Янина Солдаткина, филолог, МПГУ. Телеграм-канал "Лисий след": "Четыреста страниц филологического восторга" - о книге Вячеслава Курицына "Главная русская книга. О Войне и мире" Л.Н Толстого". Понимаю, конечно, что кому — «главная русская книга», а кому — «не читал и себя за это не осуждаю». Нет, не думаю, что опус Курицына способен сподвигнуть нечитавших взяться за Толстого. Он написан именно что для любителей «Войны и мира», для тех, кто перечитывает эти бесконечные четыре тома бесконечное же число раз (кто взрослел с князем Андреем, кто разглядывал себя в княжне Марье и тд). С другой стороны, это ни в коем разе не «серьезное научное исследование».
Несерьёзное, поскольку у Курицына на равных могут быть приведены как цитаты литературоведов и мнения современных Толстому критиков, так и сетевой отзыв впечатлительной читательницы. Он может подразнить публику спором с рекомендациями редактора, поиграть на разнице между общепринятым восприятием «благородного князя Андрея» и его княжеским снобизмом и мизантропией (а на риторический вопрос Курицына «и за что только мы его, князя Андрея, любим», мне хотелось бы ответить, что вовсе не за идеальность (идеальные персонажи не интересны ни Толстому, ни читателю), но за готовность бежать в проигранный бой со знаменем в руках и неготовность прятаться от картечи, когда солдаты рядом такой привилегии лишены).
Как вы уже догадались, Курицыну с его медийно-писательским опытом блестяще удалось втянуть читателя (в моем лице) в диалог и со своей книгой, и с «главной книгой русской литературы», изображая при этом совершенно непроницаемую исследовательскую мину. Предмет разысканий Курицына — «как сделана «Война и мир» (так бы труд и озаглавить, если бы более ста лет назад формалист Борис Эйхенбаум уже не написал знаменитой статьи «Как сделана «Шинель» Гоголя).
Но «вайбы» формалистов и Бахтина Курицыну явно покоя не дают: его «Война и мир» раскрывается как подлинно полифонический роман, в котором точка зрения автора-Толстого — лишь один из постоянно сменяемых ракурсов повествования, не автономный и не абсолютный. А это, как ни крути, бахтинская схема полифонизма Достоевского! (Простите, это не вывод Курицына, а мой сторонний пораженный вывод).

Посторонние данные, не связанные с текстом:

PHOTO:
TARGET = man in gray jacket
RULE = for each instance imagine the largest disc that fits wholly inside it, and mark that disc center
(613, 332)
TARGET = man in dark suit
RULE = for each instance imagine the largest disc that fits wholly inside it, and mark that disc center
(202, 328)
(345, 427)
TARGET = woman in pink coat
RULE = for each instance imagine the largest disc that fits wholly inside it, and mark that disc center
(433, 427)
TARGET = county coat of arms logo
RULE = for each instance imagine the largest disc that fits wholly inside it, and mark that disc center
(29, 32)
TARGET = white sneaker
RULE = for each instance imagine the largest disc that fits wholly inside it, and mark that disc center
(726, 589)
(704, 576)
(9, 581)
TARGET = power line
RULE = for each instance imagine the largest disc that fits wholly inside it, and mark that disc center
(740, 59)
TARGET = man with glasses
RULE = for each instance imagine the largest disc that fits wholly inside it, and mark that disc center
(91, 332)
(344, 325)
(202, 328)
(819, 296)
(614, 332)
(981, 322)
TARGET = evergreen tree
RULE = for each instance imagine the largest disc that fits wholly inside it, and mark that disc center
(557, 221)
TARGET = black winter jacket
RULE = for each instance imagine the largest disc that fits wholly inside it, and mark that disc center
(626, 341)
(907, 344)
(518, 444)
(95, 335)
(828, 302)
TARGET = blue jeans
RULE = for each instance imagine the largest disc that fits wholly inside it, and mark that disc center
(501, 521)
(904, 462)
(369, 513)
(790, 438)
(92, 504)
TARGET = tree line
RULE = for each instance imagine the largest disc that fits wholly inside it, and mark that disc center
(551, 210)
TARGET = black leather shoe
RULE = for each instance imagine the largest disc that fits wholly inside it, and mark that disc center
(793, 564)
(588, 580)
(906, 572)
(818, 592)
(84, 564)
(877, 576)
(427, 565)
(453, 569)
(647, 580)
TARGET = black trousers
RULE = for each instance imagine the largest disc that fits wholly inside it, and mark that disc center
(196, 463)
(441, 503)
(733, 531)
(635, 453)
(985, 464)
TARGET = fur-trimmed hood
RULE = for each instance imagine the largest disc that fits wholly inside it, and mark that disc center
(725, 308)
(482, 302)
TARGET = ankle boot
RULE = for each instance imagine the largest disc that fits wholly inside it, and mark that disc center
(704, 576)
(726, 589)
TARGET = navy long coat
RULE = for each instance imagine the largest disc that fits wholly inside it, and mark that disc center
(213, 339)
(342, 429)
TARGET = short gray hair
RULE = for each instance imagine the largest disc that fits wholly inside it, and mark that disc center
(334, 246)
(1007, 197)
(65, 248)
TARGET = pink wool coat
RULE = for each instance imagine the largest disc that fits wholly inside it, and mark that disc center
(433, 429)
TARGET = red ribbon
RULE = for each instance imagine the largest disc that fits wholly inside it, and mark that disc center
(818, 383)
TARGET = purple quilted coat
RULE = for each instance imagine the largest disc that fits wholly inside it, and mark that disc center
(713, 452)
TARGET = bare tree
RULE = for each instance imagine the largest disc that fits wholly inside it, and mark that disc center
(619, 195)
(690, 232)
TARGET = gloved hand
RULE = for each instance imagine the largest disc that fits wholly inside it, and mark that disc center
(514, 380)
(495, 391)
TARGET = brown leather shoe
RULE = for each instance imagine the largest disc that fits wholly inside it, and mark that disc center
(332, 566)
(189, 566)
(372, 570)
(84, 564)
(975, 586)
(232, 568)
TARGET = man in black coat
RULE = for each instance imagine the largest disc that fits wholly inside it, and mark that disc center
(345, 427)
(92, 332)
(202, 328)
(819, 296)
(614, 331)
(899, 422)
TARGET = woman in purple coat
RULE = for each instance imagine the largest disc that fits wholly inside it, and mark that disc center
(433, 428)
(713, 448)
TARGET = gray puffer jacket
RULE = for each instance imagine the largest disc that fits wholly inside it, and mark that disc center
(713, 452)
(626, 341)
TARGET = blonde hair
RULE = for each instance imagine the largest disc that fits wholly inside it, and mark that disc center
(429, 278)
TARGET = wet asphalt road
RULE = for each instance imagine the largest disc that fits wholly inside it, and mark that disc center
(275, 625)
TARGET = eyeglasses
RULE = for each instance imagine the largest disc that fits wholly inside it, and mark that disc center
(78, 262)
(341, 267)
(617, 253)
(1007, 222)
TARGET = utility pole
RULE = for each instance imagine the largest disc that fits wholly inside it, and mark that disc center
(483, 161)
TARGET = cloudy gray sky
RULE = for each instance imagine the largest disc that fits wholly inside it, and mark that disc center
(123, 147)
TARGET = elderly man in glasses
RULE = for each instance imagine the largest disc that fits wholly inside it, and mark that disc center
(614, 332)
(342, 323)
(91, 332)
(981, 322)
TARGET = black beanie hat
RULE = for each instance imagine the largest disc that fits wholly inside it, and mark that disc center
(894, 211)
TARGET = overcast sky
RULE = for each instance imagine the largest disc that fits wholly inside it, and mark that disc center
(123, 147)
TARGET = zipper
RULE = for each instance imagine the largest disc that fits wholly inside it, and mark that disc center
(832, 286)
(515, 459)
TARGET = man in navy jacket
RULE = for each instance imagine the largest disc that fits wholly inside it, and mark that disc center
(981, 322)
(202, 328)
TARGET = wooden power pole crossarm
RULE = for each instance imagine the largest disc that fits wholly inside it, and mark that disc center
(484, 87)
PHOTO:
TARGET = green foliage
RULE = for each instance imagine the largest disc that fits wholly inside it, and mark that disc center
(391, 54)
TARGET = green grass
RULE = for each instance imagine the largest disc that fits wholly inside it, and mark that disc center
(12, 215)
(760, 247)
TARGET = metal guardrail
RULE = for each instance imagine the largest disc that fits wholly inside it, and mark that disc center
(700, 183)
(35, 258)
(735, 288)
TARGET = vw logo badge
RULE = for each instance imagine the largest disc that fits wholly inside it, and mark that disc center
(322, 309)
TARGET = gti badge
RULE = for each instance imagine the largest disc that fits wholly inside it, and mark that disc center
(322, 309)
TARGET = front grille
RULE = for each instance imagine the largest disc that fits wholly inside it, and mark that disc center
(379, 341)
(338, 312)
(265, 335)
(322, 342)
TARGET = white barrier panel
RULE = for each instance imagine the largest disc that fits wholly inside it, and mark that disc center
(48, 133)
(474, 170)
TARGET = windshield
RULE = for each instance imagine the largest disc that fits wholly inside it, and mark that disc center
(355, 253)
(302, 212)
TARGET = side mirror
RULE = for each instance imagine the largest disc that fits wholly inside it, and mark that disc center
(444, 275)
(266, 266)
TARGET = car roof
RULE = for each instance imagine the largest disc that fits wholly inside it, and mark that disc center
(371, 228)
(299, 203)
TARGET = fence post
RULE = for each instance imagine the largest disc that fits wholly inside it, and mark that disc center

Но Курицын идет дальше: загадку многомерности ВиМ он расшифровывает как антропоморфность. Мол, книга отражает противоречивость и полноту человеческого сознания и личности. Аргументы повторять не буду: это весьма увлекательное и отчаянно провокационное чтение. Не удовлетворившись формулой «Война и мир» устроена как человек» (с. 246), Курицын вплотную подходит к формуле «Война и мир» как вариативный и интерактивный медиатекст, анализируя обилие черновиков, редакций, претекстов (протозамысел «Декабристы»), последующих визуальных интерпретаций. Что сказать, замечательно, стащу в лекции по медиасловесности.
Оторваться от всего этого нагромождения остроумных находок: траектории движения персонажей, двойничество героев и деталей, ехидные комментарии в адрес неверифицируемости толстовской концепции истории, — решительно невозможно. А эффект неожиданности названий главок («Ради Бога, перестаньте колупать!» или «Князь Андрей умирает дважды») заставляет вспомнить, пожалуй, «Пушкинский дом» Битова. Если хотите, то весь текст Курицына — это восхищение постмодерниста-постструктуралиста умением Толстого соединять, сопрягать и гармонизировать несоединимое, несоответственное и неправдоподобное.
Не знаю, удалось ли мне рассказать, как сделан «нон-фикшн» Курицына, но уровень своей увлеченности, надеюсь, передать удалось. Так что всем поклонникам Толстого рекомендую: размышления и эмоции вам при чтении гарантированы.
P.S. Приводя реплику старого князя о беременной Лизе Болконской «поторопилась, нехорошо», Курицын комментирует ее в том смысле, что у Андрея и Лизы случился добрачный секс. А сам старый князь не брезговал внебрачным сексом с м-ль Бурьен. Все, что вы не знали и стеснялись спросить об интимной жизни Болконских, как говорится (на самом деле, нет, совершенно неочевидно, кмк. Но заявление — огонь).